Все переглядываются.
— Как тебя зовут-то?— осторожно тормошит за плечо мальчика Вукеша, но тот только сладко посапывает.
— Не будите его,— говорит человек, подпоясанный ремнем.— Назовите сами как-нибудь. Ведь это все равно только для статистики.
— Как нашего Шурика, запишите — Александр,— решительно говорит Вукеша и, открыто глядя на Ивана Александровича, утирает глаза уголком передника.— Пусть нашего Шурика на фронте тоже кто-нибудь пожалеет.
В холодной столовой звенит телефон.
— Это, вероятно, нам,— устало проведя рукой по глазам, говорит задремавший член бригады.— Подойди, Алеша.
Человек в халате уходит к телефону, потом спешно возвращается:
— Такой же случай. Идемте, тут совсем рядом, Яков Иваныч!

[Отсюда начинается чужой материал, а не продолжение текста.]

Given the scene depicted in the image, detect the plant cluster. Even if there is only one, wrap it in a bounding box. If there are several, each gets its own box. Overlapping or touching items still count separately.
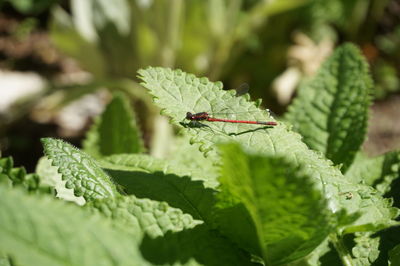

— Идем, Алеша,— соглашается Яков Иваныч и, не обращая больше внимания на окружающих, засыпая на ходу, монотонно говорит, будто заученное, что если мальчику будет хуже, они снова повторят вливание, что они совсем не бригада по оживлению, они — бригада скорой помощи и таких теперь много.
Что мальчика надо бы взять в больницу, но в их районе больницы пока нет, ее позавчера разбомбили. Мальчика не спускать с постели недели две, да он и сам не пойдет.
Через несколько дней Вукеша перебирает на подносе закорючки корешков, собранных на проталинках, моет и складывает их в салатник. На верхушках некоторых растеньиц видны чуть намечающиеся, блестящие, но еще белесые листики, на хрустальном, блюде горкой лежит мелко нарезанное, душистое сено из тимофеевки. Мальчик рисует, поглядывая на Вукешу, и шепчет, стесняясь громко ее назвать:
— Бабушка, а бабушка! Смотри, смотри, вот едет большой грузовик с колесами, и поезд большой с колесами, и папа привезет нам хлеб. Приедёт и скажет...
Воодушевляясь, он говорит все громче. Вукеша согласно кивает.
Звонок — и Вукеша торопливо отмыкает замки.
— Заказное,— односложно говорит почтальонша.— Распишитесь. Васильевой.
— У нас нет Васильевой,— отвечает Вукеша.— Это, наверное, не нам, а в квартиру сорок четвертую. У нас сорок первая.
Почтальонша читает адрес и, заметив свою ошибку, молча, пихает письмо обратно в сумку. Вдруг Вукеша соображает, что в квартире сорок четвертой жил мальчик, сейчас там никого нет. Может быть, письмо имеет какое-нибудь отношение к нему. Она объясняет это почтальонше и получает конверт.
Вукеша ставит конверт на видное место, потому что все получаемые письма принято вскрывать и читать всем вместе. Потом она думает и прячет письмо под скатерть: «А то войдут, подумают, что письмо от Шурика, и напрасно расстроятся».
Лучше за обедом она сначала расскажет об этом письме, а потом подаст его, и все вместе прочитают. «Наверное, оно от папы нашего мальчика, и все-таки письмо пришло из-за кольца блокады, с Большой земли!»